The program also includes an alternate add-on - some base repairs and fixing a depressed inlet on Jefferson Court.

Also as part of the road program, 75 feet of concrete curbing on North Chancellor Street and 40 feet of replacement sidewalk on Mercer Street will be paid for by individual property owners.

Bids are scheduled to be awarded at the council’s June business meeting with work beginning in August.

The work on North Chancellor Street is being coordinated with the Newtown Artesian Water Company, which will be dogging up the street to replace water lines along the street. The coordination will save the borough in capital outlay for its road project.

Other Approvals

In other action, council ratified the following motions previously approved in an early April executive session:

- A motion approving a Covid-19 disaster emergency declaration signed by the mayor. The declaration continues in effect through the duration of the emergency.

- A motion delaying the start of the penalty period for unpaid property taxes to July 31st.

- A motion directing its solicitor to draft a letter to Newtown Township agreeing to pay 50 percent of the engineering fees associated with a grant application for a pedestrian bridge linking the borough with Newtown Township. The cost will not exceed 50 percent of $2,124.

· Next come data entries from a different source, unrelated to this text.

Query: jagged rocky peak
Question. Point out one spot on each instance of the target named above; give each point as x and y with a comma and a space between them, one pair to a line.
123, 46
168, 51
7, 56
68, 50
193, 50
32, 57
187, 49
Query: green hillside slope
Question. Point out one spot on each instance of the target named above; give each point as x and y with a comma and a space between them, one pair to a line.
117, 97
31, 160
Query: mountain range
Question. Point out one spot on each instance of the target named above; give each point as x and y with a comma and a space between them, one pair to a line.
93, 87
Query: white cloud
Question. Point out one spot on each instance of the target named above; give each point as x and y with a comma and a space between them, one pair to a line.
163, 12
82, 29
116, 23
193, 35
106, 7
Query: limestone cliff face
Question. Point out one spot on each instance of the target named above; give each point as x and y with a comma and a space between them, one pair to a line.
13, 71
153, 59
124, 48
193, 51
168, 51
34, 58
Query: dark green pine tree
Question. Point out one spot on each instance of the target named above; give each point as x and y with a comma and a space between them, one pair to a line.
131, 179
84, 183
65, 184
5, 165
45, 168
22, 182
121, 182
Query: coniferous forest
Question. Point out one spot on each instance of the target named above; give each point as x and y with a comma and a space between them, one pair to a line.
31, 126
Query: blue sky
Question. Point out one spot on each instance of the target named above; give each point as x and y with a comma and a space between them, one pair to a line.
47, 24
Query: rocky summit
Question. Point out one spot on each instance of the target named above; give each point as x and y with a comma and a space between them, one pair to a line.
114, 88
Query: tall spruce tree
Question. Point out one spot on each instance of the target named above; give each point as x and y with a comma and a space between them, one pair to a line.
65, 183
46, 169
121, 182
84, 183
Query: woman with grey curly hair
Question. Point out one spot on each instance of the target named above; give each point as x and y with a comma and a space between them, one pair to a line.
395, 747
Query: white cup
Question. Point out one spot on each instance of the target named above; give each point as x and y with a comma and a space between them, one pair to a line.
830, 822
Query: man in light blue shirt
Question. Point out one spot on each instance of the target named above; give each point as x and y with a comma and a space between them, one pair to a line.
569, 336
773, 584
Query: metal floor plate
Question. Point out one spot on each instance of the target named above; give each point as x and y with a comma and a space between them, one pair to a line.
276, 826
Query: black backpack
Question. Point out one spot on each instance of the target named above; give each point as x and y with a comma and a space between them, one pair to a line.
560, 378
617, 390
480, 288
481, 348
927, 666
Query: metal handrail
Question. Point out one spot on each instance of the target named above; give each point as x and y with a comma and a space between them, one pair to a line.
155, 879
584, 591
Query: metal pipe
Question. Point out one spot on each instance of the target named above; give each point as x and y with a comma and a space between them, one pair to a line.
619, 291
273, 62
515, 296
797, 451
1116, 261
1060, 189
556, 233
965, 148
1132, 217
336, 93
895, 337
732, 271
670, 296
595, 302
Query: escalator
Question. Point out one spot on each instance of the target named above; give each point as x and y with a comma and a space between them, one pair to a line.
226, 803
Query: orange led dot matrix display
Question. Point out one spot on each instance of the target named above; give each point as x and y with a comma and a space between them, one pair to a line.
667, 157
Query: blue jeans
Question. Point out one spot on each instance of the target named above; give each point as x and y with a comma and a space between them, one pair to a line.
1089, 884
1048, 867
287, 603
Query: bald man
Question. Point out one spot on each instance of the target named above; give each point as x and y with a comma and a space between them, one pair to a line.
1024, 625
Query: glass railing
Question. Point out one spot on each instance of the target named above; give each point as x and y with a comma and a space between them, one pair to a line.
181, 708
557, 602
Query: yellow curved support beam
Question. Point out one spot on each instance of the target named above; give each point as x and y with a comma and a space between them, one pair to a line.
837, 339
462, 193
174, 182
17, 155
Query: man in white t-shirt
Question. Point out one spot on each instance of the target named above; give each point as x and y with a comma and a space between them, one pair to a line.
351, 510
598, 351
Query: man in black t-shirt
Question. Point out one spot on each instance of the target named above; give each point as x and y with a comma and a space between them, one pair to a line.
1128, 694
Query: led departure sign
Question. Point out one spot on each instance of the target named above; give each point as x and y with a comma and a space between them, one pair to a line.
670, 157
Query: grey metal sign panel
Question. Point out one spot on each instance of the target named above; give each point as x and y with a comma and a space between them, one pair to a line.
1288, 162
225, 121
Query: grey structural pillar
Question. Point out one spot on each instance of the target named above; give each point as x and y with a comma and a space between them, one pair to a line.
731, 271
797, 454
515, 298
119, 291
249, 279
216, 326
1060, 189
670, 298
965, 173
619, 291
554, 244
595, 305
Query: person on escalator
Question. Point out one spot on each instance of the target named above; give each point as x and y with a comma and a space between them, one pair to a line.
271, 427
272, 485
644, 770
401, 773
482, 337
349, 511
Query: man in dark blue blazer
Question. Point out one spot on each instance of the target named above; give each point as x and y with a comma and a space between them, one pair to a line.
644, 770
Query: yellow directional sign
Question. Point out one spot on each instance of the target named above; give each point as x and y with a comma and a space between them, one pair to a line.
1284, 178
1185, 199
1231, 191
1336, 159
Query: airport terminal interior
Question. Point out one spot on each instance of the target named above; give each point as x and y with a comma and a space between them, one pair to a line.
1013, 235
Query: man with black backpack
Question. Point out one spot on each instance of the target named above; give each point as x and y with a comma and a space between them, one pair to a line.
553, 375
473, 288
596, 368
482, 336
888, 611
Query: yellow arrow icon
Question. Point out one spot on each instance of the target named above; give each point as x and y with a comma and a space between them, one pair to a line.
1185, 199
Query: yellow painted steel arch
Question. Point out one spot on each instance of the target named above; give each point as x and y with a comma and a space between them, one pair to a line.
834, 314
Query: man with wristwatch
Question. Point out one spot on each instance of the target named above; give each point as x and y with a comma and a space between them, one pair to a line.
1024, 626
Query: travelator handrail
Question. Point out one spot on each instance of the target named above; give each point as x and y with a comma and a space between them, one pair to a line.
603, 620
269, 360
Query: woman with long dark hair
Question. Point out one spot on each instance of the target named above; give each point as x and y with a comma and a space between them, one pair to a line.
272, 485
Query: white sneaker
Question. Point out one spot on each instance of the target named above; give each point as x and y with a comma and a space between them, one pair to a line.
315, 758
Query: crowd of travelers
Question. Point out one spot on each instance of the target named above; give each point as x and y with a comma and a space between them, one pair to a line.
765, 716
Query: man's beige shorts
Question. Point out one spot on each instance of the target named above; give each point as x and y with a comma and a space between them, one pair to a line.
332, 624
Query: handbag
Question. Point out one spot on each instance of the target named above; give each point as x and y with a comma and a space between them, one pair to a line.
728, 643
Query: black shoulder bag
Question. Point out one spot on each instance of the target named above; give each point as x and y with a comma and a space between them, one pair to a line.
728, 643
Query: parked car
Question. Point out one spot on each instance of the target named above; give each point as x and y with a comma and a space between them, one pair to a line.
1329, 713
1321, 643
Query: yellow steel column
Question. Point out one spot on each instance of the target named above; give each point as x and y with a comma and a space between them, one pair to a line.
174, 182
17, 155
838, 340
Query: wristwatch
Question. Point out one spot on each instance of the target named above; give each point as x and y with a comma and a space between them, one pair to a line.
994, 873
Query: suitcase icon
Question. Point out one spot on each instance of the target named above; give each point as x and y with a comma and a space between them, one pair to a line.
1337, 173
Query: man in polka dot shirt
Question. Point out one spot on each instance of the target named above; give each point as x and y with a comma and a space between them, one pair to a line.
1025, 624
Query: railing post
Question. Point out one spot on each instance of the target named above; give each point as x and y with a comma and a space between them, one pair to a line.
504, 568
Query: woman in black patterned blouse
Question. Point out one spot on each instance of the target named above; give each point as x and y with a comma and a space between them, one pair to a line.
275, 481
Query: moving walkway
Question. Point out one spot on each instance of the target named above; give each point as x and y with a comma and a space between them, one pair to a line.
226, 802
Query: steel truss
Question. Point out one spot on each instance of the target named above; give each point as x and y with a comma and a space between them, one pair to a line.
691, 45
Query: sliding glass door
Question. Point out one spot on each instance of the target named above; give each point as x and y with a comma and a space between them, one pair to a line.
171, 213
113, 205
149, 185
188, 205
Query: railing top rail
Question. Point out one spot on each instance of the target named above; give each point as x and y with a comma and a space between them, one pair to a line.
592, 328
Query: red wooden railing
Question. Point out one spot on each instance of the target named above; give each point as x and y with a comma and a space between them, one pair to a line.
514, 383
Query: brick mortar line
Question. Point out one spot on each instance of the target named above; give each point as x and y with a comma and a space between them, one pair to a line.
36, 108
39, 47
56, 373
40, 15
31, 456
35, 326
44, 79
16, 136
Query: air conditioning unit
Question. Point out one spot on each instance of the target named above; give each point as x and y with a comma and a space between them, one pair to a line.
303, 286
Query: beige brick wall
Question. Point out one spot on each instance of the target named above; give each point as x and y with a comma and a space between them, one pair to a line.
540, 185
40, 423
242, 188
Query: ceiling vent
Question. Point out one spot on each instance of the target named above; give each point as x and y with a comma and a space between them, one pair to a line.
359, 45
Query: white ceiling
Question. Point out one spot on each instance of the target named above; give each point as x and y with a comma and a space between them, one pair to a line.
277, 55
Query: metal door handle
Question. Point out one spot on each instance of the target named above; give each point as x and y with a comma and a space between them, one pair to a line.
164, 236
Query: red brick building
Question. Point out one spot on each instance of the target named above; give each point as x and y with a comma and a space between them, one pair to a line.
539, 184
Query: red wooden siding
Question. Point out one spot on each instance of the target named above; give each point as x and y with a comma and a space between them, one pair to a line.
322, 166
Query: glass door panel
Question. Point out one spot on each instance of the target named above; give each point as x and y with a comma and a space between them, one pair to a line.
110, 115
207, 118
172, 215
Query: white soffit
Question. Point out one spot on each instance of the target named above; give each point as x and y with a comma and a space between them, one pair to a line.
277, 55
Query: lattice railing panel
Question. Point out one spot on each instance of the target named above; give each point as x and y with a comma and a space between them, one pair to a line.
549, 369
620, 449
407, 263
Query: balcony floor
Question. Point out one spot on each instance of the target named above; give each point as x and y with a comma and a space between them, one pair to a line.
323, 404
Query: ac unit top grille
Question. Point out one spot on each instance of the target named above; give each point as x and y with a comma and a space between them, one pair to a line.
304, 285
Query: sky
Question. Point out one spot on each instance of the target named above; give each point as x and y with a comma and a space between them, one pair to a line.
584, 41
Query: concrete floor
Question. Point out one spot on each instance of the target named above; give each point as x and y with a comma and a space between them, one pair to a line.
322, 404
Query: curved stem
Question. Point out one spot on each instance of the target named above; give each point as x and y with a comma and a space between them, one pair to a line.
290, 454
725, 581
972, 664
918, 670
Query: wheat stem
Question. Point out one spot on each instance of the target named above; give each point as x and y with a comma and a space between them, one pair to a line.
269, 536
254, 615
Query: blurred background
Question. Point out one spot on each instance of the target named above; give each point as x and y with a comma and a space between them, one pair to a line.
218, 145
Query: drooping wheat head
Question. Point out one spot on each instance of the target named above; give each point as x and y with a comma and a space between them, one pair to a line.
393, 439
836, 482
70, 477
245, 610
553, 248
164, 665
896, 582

In other announcements, Council President Tara Grunde-McLaughlin took a moment to praise borough residents for stepping forward during the Covid-19 pandemic in support of the borough’s businesses, medical personnel, first responders, the elderly and those in need.

“We have residents and businesses that are donating time and money, collecting and sorting food for our pantries, sewing hundreds and hundreds of masks, cooking meals for medical personnel and first responders. I am so proud and grateful for my community,” she said.

“As we go forward, I ask that we support our local businesses. Many are open for prepay, pickup and shopping online. The storefronts may look closed, but they aren’t,” said the council president.